I tried using the fact that $(\mathbb{E}(X|\mathcal{G}))^2=\mathbb{E}(X^2|\mathcal{G})-\text{Var}(X|\mathcal{G})$ and also $\mathbb{E}(X^2)=(\mathbb{E}(X))^2+\text{Var}(X)$, hence:
$\mathbb{E}((\mathbb{E}(X|\mathcal{G}))^2)=\mathbb{E}(\mathbb{E}(X^2|\mathcal{G})-\text{Var}(X|\mathcal{G})) = \mathbb{E}((\mathbb{E}(X))^2+\text{Var}(X)) = \mathbb{E}(\mathbb{E}(X^2)) $
So we can apply the Tower rule and linearity of expectation to get:
$\mathbb{E}(X^2)-\mathbb{E}(\text{Var}(X|\mathcal{G}))= (\mathbb{E}(X))^2+\mathbb{E}(\text{Var}(X)) $.

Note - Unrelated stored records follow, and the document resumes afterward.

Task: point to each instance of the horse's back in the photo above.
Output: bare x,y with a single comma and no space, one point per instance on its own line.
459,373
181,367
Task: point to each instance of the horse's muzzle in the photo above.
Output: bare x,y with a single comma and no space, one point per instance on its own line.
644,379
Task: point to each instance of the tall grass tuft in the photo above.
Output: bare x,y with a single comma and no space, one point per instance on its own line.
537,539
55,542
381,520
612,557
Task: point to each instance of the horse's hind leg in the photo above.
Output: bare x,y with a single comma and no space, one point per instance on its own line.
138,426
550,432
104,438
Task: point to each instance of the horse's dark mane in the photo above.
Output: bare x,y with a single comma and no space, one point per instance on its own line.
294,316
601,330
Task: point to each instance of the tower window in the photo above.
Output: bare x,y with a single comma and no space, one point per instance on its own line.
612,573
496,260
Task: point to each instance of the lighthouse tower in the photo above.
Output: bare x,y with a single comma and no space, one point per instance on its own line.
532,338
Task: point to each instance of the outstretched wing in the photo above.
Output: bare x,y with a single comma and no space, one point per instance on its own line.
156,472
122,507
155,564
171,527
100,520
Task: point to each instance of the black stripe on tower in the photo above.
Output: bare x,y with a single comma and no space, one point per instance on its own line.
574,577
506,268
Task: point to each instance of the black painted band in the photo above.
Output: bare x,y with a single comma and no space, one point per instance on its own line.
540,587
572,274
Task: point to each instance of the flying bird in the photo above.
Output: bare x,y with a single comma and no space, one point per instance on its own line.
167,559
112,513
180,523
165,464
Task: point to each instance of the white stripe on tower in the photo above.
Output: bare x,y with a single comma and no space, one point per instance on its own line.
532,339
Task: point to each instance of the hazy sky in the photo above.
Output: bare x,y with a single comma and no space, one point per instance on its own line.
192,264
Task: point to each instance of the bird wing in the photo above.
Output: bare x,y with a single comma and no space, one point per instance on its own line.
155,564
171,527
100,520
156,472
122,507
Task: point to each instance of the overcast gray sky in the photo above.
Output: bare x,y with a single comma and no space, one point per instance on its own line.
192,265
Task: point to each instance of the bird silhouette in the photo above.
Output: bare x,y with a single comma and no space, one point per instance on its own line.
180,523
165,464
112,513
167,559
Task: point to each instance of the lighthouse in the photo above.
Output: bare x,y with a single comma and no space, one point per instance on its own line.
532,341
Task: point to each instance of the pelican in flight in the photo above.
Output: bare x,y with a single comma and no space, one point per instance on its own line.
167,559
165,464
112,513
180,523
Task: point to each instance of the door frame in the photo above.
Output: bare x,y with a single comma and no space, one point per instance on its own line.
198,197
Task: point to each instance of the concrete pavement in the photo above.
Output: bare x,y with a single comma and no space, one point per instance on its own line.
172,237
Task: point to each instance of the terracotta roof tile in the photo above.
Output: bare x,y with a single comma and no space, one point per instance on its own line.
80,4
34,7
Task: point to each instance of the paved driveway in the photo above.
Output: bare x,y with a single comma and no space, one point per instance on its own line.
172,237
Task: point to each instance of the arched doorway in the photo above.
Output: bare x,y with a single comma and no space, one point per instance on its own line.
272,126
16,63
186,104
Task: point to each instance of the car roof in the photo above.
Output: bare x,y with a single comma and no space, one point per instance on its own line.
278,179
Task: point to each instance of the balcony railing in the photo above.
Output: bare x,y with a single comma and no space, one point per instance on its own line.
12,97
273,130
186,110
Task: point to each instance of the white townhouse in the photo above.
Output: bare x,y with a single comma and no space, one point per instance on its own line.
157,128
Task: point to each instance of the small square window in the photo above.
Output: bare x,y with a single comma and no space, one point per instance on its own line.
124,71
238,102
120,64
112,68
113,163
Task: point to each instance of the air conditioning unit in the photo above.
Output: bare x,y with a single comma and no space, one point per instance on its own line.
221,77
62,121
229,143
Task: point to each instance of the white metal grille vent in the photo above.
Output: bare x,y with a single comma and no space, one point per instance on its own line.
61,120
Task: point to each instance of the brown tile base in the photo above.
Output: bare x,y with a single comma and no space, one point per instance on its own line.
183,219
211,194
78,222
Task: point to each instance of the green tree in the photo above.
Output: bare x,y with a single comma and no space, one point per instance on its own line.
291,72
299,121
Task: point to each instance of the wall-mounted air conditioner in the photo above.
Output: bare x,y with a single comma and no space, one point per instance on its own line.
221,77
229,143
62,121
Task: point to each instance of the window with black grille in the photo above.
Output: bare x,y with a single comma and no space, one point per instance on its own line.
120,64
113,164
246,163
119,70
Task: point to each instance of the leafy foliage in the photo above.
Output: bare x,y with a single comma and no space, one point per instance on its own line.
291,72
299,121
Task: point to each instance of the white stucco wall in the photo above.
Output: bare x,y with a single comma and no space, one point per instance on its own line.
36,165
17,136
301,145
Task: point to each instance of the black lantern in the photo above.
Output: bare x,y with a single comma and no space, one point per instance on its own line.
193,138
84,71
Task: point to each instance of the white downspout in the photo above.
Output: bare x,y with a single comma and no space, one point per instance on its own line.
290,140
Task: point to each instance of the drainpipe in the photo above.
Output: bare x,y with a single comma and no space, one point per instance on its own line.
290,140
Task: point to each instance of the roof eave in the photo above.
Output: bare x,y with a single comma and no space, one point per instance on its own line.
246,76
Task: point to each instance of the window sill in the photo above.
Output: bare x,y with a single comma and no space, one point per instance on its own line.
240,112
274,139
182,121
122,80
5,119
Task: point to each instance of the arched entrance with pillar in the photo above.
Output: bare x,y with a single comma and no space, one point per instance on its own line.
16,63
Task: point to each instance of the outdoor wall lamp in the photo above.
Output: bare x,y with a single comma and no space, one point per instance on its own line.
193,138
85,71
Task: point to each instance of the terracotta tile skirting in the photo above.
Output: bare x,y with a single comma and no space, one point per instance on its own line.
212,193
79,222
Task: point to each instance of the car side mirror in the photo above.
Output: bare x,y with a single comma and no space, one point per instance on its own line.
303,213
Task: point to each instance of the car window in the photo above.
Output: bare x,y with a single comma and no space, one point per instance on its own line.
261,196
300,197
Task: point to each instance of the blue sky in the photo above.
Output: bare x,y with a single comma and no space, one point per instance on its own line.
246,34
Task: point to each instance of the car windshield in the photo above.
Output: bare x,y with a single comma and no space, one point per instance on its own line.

This is where I'm stuck. We could rearrange to get $\text{Var}(X)= \mathbb{E}(\text{Var}(X|\mathcal{G})) + \mathbb{E}(\text{Var}(X)) $
And so this implies that $\mathbb{E}(\text{Var}(X)) = \text{Var}(\mathbb{E}(X|\mathcal{G})) $ by the Law of Total Variance. I.e. $ \text{Var}(X)) = \text{Var}(\mathbb{E}(X|\mathcal{G}))$, but I don't think that this implies $X=\mathbb{E}(X|\mathcal{G})$?
We also need $X$ to be square-integrable in order for $\mathbb E[X^2]$ to make sense. I assume this is the case.
First, note that \begin{align*} \mathbb E\big[\mathbb E[X|\mathcal G]^2\big]=\mathbb E\big[\mathbb E[X|\mathcal G]\mathbb E[X|\mathcal G]\big]\underset{\spadesuit}{=}\mathbb E\bigg[\mathbb E\big[\mathbb E[X|\mathcal G]X\big|\mathcal G\big]\bigg]\underset{\heartsuit}{=}\mathbb E\big[\mathbb E[X|\mathcal G]X\big],\tag{$\star$} \end{align*} where $\spadesuit$ is due to the fact that $\mathbb E[X|\mathcal G]$ is $\mathcal G$-measurable (so it can be pulled inside the other conditional expectation) and $\heartsuit$ is the law of total expectation.
Now define $Y\equiv\mathbb E[X|\mathcal G]-X$. Clearly, $\mathbb E[Y]=0$, so $\operatorname{Var}[Y]=\mathbb E[Y^2]$. But \begin{align*} \mathbb E[Y^2]&=\mathbb E\big[\mathbb E[X|\mathcal G]^2\big]+\mathbb E[X^2]-2\mathbb E\big[\mathbb E[X|\mathcal G]X\big]\\ &=\mathbb E\big[\mathbb E[X|\mathcal G]^2\big]+\mathbb E[X^2]-2\mathbb E\big[\mathbb E[X|\mathcal G]^2\big]\\ &=\mathbb E[X^2]-\mathbb E\big[\mathbb E[X|\mathcal G]^2\big]\\ &=0, \end{align*} where the second equality comes from $(\star)$ and the last one from your leading assumption. Consequently, $Y$ (almost surely) equals $0$.